Lier évaluation et rémunération

 

 

Le Jeudi :

 

Au Luxembourg, la rémunération du salarié n’est pas souvent liée au résultat de son évaluation. Qu’en pensez-vous ?

 

Paolo Mignani :

 

C’est malheureusement un tabou qu'il serait peut-être bon de briser. Une bonne appréciation sans perspective d'évolution salariale perd beaucoup de sa crédibilité. Il n'est pas nécessaire de procéder à des augmentations systématiques pour chaque bonne appréciation, mais il devrait néanmoins être possible d'aborder le sujet: quelle occasion serait plus appropriée qu'un entretien d'évaluation ?

 

 

Le Jeudi :

 

Comment la pratique de l’évaluation devra-t-elle selon vous évoluer ?

 

Paolo Mignani :

 

L’évaluation doit devenir un véritable outil de mesure des potentiels et des compétences réelles de chaque salarié. Le fameux entretien annuel doit être combiné à d’autres outils et enrichi d’autres moyens comme par exemple les assessment centers. C’est un enjeu pour l’entreprise qui doit veiller à posséder en permanence les compétences nécessaires pour survivre sur un marché en évolution extrêmement rapide mais aussi à créer une réelle différence par rapport à la concurrence.

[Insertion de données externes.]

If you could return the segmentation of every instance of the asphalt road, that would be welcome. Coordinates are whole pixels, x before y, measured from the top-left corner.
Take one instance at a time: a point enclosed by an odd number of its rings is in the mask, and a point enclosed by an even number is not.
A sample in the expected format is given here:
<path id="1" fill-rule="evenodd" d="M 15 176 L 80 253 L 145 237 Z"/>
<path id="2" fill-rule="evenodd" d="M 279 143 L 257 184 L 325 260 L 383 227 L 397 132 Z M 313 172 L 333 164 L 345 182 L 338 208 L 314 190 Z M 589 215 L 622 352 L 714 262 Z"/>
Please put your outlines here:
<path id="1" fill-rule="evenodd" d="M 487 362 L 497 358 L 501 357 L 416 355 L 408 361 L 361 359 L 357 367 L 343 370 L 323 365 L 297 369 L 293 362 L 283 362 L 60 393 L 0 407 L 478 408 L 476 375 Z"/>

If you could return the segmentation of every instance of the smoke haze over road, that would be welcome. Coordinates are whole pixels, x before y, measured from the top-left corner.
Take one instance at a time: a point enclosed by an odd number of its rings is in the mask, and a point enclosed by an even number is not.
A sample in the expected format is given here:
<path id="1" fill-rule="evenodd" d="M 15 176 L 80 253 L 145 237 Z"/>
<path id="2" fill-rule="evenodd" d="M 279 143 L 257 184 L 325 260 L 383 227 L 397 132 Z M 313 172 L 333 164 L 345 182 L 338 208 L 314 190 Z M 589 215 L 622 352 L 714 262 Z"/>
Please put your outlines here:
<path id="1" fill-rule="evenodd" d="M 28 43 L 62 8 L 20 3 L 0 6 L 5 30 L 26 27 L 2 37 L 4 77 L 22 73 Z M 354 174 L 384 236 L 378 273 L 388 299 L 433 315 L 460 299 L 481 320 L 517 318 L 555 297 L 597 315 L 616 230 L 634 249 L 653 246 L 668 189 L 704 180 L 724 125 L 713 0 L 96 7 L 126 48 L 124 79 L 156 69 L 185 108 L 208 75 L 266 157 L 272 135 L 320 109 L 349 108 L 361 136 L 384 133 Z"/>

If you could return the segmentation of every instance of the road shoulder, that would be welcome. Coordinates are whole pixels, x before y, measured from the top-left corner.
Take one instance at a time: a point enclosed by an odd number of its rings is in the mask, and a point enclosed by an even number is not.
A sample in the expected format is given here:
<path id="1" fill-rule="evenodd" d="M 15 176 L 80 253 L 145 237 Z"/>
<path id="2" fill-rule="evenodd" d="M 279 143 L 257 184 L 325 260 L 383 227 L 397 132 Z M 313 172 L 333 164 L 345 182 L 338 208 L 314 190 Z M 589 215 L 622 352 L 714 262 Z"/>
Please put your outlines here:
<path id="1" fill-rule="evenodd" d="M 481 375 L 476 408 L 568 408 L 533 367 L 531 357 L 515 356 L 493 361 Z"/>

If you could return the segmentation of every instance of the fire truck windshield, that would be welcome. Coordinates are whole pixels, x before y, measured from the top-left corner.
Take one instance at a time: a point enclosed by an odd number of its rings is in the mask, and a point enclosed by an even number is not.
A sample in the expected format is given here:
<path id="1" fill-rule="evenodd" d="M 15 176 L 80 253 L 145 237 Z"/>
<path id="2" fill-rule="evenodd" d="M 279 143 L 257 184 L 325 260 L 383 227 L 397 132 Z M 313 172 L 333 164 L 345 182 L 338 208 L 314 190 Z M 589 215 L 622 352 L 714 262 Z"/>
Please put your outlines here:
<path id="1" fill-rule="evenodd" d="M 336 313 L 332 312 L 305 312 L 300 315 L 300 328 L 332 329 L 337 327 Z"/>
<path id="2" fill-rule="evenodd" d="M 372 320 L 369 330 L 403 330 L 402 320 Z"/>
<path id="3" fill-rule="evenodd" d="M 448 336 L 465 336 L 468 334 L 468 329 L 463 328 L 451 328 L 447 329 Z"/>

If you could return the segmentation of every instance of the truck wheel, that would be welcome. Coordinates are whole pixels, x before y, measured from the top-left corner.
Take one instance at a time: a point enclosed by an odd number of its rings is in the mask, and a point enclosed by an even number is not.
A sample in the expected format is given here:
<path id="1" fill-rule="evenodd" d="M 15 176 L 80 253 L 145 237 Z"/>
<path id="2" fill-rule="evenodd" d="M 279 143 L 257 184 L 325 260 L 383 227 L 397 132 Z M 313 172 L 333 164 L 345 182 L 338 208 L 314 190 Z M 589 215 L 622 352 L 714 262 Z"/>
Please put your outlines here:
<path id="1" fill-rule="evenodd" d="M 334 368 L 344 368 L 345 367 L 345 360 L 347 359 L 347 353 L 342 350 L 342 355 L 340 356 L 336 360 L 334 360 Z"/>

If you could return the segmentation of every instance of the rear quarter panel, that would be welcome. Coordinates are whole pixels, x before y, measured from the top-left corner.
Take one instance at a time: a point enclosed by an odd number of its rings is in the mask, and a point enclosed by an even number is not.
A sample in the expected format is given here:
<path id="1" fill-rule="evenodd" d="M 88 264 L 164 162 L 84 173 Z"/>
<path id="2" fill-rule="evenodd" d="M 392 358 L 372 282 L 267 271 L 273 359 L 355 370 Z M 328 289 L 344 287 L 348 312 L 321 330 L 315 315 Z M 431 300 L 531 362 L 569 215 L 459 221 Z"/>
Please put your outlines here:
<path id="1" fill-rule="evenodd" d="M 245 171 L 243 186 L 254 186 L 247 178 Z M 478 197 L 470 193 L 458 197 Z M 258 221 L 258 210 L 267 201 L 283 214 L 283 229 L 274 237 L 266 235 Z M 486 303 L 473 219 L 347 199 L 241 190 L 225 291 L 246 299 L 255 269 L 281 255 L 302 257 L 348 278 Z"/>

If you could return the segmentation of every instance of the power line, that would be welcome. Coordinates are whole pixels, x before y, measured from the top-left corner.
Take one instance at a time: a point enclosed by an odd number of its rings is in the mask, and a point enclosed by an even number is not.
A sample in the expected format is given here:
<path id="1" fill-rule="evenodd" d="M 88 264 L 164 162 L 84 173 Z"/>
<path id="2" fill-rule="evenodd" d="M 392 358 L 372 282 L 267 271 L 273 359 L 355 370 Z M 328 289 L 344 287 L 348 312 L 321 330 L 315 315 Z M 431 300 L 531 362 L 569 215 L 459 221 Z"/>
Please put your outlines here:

Or, cette différence se joue de plus en plus sur le facteur humain. C’est aussi un réel enjeu pour chaque salarié car l’évaluation, si elle est faite sérieusement et de manière approfondie, est pour lui une source précieuse de feed-back sur sa compétence et donc son employabilité sur le marché. C’est l’occasion pour lui d’exprimer ses projets, ses aspirations et de négocier un futur qui lui convienne car mariant son potentiel à ses mêmes aspirations.